Kinematics on affine spaces I was reading Arnold's Mathematical Methods in Classical Mechanics and it's not clear to me what exactly he's trying to achieve by introducing an affine space to model the set of all "positions in the universe". It's certainly a more intuitive model of the world that doesn't assume more structure than what's required but right after introducing the affine structure, he moves on to define "motion" as a smooth map  $\textbf{x}:I \longrightarrow \mathbb{R}^3 $ from some interval $I$ to the vector space $\mathbb{R}^3 $. The velocity and acceleration are defined as derivatives of this map. After doing so I don't think he refers to the Affine structure anywhere else in the book and he only talks about the map $\textbf{x}$.
Questions -
1) So what exactly is the motion map $\textbf{x}$ supposed to be? Is it to be interpreted as some sort of displacement vector that evolves over time and gives us the net displacement of a particular particle? Moreover is this an element of the vector space that acts on the affine space to produce translations? 
2) What exactly is the structural difference brought about by having an affine space of positions rather than a vector space? Is it just so that we assume less structure or is there some genuine motivation for introducing it?
 A: Arnold's aim is to model space and spacetime in a coordinate-free way. To achieve this, he identifies locations and events as points in abstract affine spaces $A^n$ ($n=3,4$ respectively). 
The problem is, when you remove coordinates it gets very hard to define many important dynamical concepts and quantities (e.g. force and acceleration) without becoming excessively abstract. 
To get around this, you set up a bijection between the abstract affine space $A^n$ and a concrete (coordinatized) affine space $\mathbb{R}^n$. You can think of the latter as a numerical grid placed over the top of the former.
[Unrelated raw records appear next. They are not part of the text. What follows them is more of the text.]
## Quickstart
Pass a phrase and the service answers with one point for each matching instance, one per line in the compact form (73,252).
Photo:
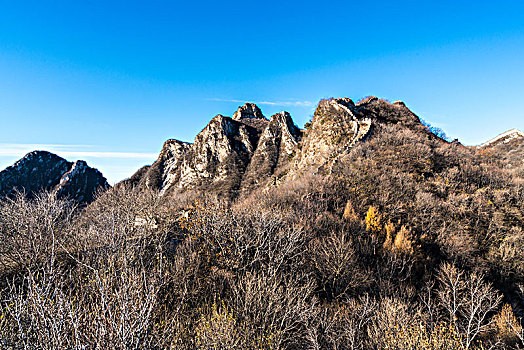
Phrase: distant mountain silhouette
(41,170)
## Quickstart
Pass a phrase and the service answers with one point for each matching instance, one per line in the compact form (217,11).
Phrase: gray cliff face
(236,155)
(41,170)
(276,147)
You can now define your dynamical constructs in terms of coordinates (taking advantage of calculus, for example), and define their abstract counter-parts indirectly.
To use your example, a motion (of a single particle) is defined by Arnold as a map $\textbf{x}: I \longrightarrow \mathbb{R}^3$, which is obviously a definition in coordinate space. However, if you read on, you'll see that he describes a world line as a curve in affine space which appears as a motion in coordinate space. 
A world line is thereby defined in a coordinate-free way by using the concept of a motion as scaffolding. This gives you an idea of how abstract coordinate-free definitions are often obtained by 'pulling back' definitions given in canonical coordinate spaces.
It's worth getting your head around this, because it is precisely how things proceed in the subject of Differential Geometry, where coordinate-free manifolds (e.g. representing space and spacetime) are given all sorts of elaborate structures by working in a coordinate image and then pulling back the result to the manifold (and vice-versa). 
Whilst you are not wrong to think of a motion as a continuous succession of displacement vectors, the interpretation I outline here will prepare you much more adequately for the study of differential geometry, which is at the heart and soul of virtually all of physics.